10.

742 29 3
                                    

Chcę otworzyć moje drzwi gdy zauważam, że ktoś obok nich stoi. Okazuje się, że są to bracia Pawliccy i Janowski. No pięknie, chyba się zmówili. No to czas zacząć "super" rozmowę. A ten dzień zapowiadał się tak dobrze...


Czy powinnam się teraz odezwać? Jeśli tak to co mam powiedzieć. Stoimy tak patrząc się na siebie.

- Nie bądź na mnie zła, no bo to ja ich tutaj przyprowadziłem. Po prostu myślę, że nie powinniśmy zakończyć naszej znajomości. Jesteś naprawdę fajna, a twoja przyjaźń to skarb. - przerywa ciszę Maciek. To co powiedział wyprowadziło mnie z równowagi. Może powinnam wybaczyć Przemkowi? W sumie przecież nic mi nie zrobił, a będąc moim przyjacielem mógłby spotykać się z kim chciał.

- No...to...może wejdziecie? - pytam się, a na ich twarze wkrada się uśmiech.

Otwieram drzwi do mieszkania i gestem ręki zapraszam ich do środka. Wchodzą do pomieszczenia i od razu siadają na kanapie.

- Nie wiem co was tak zmęczyło. - śmieję się i siadam obok nich.

- Nie jesteśmy zmęczeni, ale leniwi. Taka nasza natura - mówi Przemek, a ja patrzę się na niego jak na jakieś UFO. Chyba jednak szybko mu nie wybaczę.

- Może my już pójdziemy, co ty na to Maciek? - pyta się Piotrek zapewne chcąc zostawić nas samych.

- Tak, tak niech oni sobie pogadają. - odpowiada Janowski i razem wstają z kanapy. - Do zobaczenia - mówią razem i wychodzą z mieszkania.

- Ja ci wszystko wytłumaczę.

- Nie musisz, naprawdę. Twoje życie, twoi partnerzy. Proponuję abyśmy zostali przyjaciółmi, co ty na to? - pytam się Pawlickiego.

- No dobrze, skoro chcesz. A więc moja przyjaciółko, wybacz mi, ale muszę już iść. Mam pomóc siostrze w przygotowaniu do zawodów konnych.

- Nie ma sprawy. Idź i życz jej ode mnie powodzenia - mówię na pożegnanie i przytulam chłopaka.

Ten po chwili wychodzi i zostaję sama. Włączam telewizor z zamiarem obejrzenia czegoś ciekawego gdy nagle dzwoni mój telefon. Idę po niego do sypialni i odbieram.

- Halo?

- Cześć Zuzia, to ja Gosia. Co tam u ciebie?

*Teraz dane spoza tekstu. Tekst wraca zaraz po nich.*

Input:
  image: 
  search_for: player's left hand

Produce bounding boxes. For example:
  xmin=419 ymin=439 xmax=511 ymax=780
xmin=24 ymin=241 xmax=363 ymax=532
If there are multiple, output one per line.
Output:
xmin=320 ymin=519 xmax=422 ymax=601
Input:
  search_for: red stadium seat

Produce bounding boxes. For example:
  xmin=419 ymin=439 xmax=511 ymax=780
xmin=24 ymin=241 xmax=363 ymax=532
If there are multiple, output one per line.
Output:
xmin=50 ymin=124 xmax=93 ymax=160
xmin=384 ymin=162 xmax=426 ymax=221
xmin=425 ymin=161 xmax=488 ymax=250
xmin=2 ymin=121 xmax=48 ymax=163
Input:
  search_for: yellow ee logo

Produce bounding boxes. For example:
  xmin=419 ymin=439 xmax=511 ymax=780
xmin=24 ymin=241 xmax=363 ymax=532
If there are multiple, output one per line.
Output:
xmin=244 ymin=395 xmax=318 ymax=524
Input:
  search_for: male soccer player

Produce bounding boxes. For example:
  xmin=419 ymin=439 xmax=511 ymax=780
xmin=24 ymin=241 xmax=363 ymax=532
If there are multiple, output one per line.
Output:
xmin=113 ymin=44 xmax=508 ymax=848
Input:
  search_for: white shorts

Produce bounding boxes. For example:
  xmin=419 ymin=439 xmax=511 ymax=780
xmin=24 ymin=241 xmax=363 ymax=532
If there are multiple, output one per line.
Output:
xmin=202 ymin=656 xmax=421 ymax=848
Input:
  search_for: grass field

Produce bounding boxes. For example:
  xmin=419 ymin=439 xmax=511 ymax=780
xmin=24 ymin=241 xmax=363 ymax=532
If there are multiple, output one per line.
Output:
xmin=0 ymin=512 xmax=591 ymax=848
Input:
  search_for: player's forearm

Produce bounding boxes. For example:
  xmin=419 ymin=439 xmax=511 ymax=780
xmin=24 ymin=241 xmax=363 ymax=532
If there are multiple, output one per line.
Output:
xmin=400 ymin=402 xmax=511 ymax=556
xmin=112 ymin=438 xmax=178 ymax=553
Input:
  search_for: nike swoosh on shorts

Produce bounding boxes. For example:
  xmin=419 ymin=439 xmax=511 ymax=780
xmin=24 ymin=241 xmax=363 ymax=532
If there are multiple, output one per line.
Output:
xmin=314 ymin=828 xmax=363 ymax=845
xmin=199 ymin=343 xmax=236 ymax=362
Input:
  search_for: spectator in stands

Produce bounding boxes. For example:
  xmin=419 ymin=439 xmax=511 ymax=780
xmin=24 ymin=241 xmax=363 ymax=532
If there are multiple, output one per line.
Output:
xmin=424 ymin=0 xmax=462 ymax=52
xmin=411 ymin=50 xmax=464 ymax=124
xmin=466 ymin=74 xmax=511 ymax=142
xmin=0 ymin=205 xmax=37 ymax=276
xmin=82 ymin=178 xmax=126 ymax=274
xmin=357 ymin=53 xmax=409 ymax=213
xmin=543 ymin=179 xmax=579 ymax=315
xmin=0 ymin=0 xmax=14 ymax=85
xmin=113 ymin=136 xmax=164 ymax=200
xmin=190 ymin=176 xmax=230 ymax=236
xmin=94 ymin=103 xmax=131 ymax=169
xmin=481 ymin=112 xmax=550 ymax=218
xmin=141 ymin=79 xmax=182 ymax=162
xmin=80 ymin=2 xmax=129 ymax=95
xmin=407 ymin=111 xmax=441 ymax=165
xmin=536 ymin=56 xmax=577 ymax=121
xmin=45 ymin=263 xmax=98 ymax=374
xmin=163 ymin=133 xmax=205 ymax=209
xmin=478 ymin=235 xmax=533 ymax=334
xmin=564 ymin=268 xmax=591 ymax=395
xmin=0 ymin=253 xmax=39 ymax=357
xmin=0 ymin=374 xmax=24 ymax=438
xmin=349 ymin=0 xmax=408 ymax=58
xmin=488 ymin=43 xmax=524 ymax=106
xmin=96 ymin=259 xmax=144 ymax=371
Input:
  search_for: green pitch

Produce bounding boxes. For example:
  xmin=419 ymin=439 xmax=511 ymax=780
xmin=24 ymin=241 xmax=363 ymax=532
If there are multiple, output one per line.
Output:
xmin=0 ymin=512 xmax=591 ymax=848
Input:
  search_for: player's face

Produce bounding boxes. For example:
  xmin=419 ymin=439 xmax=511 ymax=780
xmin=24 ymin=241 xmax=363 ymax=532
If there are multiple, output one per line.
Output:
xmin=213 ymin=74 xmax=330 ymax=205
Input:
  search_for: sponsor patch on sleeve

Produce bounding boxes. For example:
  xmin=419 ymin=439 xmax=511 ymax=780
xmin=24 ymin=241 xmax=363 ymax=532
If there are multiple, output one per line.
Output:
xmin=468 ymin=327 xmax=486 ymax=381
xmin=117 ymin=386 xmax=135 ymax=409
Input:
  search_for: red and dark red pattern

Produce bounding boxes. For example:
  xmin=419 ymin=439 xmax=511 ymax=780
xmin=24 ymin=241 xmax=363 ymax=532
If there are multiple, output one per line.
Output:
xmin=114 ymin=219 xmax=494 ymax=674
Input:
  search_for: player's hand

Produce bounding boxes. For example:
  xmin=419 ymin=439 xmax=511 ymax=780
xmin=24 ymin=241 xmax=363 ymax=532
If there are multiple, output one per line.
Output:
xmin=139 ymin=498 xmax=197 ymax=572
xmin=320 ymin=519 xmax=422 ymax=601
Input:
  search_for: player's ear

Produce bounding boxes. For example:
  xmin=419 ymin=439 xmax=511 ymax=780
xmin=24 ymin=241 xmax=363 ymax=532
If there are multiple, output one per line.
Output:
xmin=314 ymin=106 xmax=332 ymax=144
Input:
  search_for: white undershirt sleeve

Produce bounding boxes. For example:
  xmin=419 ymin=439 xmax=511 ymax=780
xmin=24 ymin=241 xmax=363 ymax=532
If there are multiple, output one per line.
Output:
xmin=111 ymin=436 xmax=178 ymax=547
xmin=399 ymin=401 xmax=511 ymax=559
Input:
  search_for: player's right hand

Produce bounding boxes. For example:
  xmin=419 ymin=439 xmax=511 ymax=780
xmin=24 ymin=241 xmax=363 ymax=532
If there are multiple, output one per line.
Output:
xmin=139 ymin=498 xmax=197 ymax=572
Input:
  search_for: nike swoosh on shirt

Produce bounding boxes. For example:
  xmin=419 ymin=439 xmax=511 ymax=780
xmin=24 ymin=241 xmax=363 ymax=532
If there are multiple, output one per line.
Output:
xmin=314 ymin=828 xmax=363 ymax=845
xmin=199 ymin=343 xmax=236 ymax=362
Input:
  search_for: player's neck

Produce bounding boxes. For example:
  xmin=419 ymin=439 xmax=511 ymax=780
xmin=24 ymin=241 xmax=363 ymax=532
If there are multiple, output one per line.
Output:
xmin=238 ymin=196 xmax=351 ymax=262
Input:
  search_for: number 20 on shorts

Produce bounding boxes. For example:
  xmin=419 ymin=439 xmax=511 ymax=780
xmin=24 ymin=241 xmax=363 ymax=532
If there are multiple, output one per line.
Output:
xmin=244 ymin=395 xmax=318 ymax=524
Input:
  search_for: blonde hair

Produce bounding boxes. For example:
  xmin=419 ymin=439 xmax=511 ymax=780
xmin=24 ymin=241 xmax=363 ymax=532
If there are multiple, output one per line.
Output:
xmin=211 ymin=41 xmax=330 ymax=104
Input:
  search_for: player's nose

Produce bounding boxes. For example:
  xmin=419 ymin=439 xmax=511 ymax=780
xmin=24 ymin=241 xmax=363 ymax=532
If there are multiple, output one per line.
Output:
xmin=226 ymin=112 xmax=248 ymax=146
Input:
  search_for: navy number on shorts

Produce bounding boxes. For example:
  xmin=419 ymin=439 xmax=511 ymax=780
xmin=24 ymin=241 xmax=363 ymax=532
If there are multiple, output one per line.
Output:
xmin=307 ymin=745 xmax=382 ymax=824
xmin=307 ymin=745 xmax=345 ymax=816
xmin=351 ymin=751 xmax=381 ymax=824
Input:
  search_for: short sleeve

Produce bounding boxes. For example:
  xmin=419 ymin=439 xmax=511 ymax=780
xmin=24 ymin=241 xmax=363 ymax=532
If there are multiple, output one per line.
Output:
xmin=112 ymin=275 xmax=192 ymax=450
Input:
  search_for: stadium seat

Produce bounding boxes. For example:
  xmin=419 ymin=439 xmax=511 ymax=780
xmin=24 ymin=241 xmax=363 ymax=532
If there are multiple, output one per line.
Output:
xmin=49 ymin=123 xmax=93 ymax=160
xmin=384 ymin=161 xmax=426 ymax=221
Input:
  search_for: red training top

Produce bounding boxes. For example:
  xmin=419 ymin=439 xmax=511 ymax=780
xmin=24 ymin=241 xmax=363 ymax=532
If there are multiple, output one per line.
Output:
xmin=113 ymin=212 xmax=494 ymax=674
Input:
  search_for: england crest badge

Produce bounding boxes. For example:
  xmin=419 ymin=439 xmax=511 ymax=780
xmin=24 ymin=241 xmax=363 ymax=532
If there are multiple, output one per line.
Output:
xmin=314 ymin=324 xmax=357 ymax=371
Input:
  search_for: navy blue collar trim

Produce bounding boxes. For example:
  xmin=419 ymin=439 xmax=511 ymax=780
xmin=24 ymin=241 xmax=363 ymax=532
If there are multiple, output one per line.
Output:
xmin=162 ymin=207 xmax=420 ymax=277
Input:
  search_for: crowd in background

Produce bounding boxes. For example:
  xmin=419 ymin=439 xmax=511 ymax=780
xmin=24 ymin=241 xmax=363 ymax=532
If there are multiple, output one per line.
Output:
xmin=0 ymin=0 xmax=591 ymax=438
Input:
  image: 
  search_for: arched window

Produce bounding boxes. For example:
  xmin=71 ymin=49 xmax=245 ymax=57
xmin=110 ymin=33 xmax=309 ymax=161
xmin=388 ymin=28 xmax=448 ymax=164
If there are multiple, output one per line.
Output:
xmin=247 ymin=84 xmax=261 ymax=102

- Nudy a co? Masz jakieś plany na wieczór?

- Może pójdziemy na imprezę? Karolina, moja koleżanka urządza ją dzisiaj o ósmej. Co ty na to?

- Jasne, to gdzie się spotkamy?

- Przyjdę po ciebie o siódmej, nie wiesz przecież gdzie ona mieszka. Tylko ubierz się ładnie, słyszałam, że będzie tam dużo przystojniaków.

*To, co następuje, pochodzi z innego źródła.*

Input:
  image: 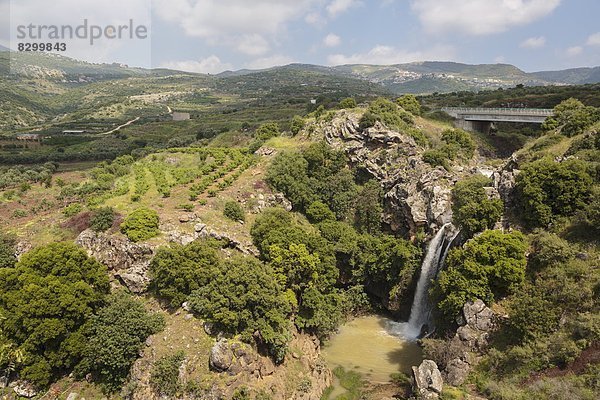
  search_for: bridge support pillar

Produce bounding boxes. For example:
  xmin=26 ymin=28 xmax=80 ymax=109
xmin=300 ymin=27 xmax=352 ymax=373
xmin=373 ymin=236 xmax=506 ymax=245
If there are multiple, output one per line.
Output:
xmin=455 ymin=118 xmax=492 ymax=134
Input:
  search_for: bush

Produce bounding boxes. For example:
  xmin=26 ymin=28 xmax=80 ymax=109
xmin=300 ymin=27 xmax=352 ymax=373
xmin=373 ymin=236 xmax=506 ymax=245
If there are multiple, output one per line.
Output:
xmin=452 ymin=175 xmax=504 ymax=237
xmin=63 ymin=203 xmax=83 ymax=218
xmin=0 ymin=232 xmax=17 ymax=268
xmin=254 ymin=122 xmax=281 ymax=142
xmin=515 ymin=159 xmax=592 ymax=227
xmin=223 ymin=201 xmax=246 ymax=221
xmin=433 ymin=231 xmax=527 ymax=322
xmin=306 ymin=201 xmax=335 ymax=223
xmin=121 ymin=208 xmax=159 ymax=242
xmin=290 ymin=115 xmax=306 ymax=136
xmin=78 ymin=292 xmax=164 ymax=392
xmin=189 ymin=257 xmax=291 ymax=362
xmin=150 ymin=351 xmax=185 ymax=398
xmin=396 ymin=94 xmax=421 ymax=115
xmin=150 ymin=240 xmax=221 ymax=308
xmin=90 ymin=207 xmax=115 ymax=232
xmin=340 ymin=97 xmax=356 ymax=108
xmin=0 ymin=243 xmax=109 ymax=386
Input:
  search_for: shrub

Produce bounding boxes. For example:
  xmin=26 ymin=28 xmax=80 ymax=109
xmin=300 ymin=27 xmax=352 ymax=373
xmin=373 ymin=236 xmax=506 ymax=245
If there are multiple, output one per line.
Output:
xmin=306 ymin=201 xmax=335 ymax=223
xmin=78 ymin=292 xmax=164 ymax=392
xmin=340 ymin=97 xmax=356 ymax=108
xmin=396 ymin=94 xmax=421 ymax=115
xmin=516 ymin=159 xmax=592 ymax=227
xmin=452 ymin=175 xmax=503 ymax=237
xmin=121 ymin=208 xmax=159 ymax=242
xmin=433 ymin=231 xmax=527 ymax=322
xmin=90 ymin=207 xmax=115 ymax=232
xmin=254 ymin=122 xmax=281 ymax=141
xmin=150 ymin=240 xmax=221 ymax=308
xmin=290 ymin=115 xmax=306 ymax=136
xmin=223 ymin=201 xmax=246 ymax=221
xmin=63 ymin=203 xmax=83 ymax=218
xmin=0 ymin=243 xmax=109 ymax=386
xmin=150 ymin=351 xmax=185 ymax=398
xmin=189 ymin=257 xmax=291 ymax=362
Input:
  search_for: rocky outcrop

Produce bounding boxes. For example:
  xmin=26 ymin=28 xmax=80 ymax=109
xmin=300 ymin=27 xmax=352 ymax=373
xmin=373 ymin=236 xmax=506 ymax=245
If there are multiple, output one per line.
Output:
xmin=323 ymin=111 xmax=457 ymax=235
xmin=443 ymin=300 xmax=496 ymax=386
xmin=13 ymin=381 xmax=38 ymax=399
xmin=76 ymin=229 xmax=155 ymax=293
xmin=412 ymin=360 xmax=444 ymax=400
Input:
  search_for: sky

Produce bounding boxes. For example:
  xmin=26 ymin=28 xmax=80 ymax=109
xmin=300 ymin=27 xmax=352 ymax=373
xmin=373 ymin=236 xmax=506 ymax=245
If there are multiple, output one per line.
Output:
xmin=0 ymin=0 xmax=600 ymax=73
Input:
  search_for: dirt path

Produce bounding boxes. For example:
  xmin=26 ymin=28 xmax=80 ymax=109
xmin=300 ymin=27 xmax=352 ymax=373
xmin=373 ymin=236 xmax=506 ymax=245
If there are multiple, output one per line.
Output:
xmin=101 ymin=117 xmax=140 ymax=135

- Ok, do zobaczenia. - mówię i odkładam telefon.

Mam dwie godziny, raczej zdążę. Podchodzę do komody i szukam czegoś ładnego. Wybór pada na zwykłą małą czarną i i czerwone szpilki. Z gotowym strojem idę do łazienki się wykąpać.

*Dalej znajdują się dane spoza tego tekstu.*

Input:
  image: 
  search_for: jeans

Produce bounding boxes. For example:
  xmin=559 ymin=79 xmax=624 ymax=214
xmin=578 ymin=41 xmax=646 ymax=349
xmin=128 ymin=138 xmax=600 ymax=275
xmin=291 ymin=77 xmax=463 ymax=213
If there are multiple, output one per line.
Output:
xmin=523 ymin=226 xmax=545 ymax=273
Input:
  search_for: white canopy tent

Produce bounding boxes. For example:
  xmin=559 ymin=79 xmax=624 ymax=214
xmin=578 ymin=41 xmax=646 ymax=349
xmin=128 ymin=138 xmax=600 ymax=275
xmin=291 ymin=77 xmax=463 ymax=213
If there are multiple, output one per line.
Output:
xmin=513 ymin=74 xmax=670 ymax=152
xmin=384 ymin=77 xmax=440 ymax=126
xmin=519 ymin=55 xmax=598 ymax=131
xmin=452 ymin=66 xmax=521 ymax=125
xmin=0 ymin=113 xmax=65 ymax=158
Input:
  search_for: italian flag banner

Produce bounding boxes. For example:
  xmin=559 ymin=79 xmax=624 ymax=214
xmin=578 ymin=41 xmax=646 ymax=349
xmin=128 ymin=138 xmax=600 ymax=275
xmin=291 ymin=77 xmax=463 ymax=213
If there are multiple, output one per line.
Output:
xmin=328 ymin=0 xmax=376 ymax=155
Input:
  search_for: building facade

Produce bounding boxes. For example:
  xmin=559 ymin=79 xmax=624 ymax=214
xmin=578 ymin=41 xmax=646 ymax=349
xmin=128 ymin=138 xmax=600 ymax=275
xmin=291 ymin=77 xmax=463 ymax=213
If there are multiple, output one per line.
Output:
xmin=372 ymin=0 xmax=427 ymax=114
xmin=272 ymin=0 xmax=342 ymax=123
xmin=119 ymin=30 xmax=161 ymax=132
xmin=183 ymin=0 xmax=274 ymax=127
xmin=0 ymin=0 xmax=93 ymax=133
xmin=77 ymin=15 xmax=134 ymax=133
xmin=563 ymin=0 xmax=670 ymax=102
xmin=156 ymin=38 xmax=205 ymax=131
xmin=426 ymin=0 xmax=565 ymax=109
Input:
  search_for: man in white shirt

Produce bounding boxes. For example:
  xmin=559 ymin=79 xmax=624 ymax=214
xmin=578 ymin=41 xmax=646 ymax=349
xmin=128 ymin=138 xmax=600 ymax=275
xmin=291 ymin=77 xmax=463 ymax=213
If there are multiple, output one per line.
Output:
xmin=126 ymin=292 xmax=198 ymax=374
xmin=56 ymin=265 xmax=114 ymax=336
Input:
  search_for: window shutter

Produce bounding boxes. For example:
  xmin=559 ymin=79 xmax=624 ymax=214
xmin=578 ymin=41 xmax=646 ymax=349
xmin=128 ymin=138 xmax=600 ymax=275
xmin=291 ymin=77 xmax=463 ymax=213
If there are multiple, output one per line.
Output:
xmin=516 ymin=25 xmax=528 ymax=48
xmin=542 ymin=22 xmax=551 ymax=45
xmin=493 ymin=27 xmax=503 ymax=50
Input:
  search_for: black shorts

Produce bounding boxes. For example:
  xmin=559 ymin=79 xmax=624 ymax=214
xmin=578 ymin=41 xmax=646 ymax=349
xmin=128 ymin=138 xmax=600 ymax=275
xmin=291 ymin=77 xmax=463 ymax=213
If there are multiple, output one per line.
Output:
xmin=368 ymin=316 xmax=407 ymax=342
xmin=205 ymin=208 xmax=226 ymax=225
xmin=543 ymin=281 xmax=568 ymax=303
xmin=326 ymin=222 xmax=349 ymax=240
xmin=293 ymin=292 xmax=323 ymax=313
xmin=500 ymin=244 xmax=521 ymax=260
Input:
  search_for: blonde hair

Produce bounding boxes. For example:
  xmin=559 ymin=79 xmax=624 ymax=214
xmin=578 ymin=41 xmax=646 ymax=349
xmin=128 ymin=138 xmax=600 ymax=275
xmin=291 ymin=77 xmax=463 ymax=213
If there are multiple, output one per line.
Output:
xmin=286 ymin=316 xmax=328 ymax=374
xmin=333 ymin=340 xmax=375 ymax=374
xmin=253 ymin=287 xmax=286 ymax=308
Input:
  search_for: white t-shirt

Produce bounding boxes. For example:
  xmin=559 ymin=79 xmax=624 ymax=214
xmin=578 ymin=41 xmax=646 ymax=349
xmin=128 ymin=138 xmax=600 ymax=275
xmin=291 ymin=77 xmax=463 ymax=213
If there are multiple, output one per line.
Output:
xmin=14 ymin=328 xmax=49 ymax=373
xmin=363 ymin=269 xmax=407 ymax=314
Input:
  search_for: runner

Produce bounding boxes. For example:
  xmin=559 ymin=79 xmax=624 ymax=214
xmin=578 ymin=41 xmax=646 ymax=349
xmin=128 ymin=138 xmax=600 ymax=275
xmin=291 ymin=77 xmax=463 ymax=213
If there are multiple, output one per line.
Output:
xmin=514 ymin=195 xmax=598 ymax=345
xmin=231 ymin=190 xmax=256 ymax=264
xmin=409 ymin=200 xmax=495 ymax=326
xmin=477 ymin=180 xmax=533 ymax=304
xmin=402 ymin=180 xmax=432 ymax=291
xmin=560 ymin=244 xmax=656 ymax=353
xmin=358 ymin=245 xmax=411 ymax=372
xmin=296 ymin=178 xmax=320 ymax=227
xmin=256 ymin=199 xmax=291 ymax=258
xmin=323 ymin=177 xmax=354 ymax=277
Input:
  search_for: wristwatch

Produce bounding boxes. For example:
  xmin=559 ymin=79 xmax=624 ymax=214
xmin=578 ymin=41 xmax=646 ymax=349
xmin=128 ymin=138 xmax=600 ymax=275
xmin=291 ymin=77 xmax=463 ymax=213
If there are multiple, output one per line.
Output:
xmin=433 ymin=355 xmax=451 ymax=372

* półtorej godziny później*

Właśnie skończyłam się szykować. Mam jeszcze trochę czasu więc idę pooglądać jakiś serial. Pada na " Przyjaciółki". Oglądam już prawie pół godziny gdy słyszę dzwonek do drzwi. Otwieram je, a za nimi stoi Gośka.

- Cześć kochana! Dawno cię nie widziałam! - piszczy moja przyjaciółka i mnie przytula.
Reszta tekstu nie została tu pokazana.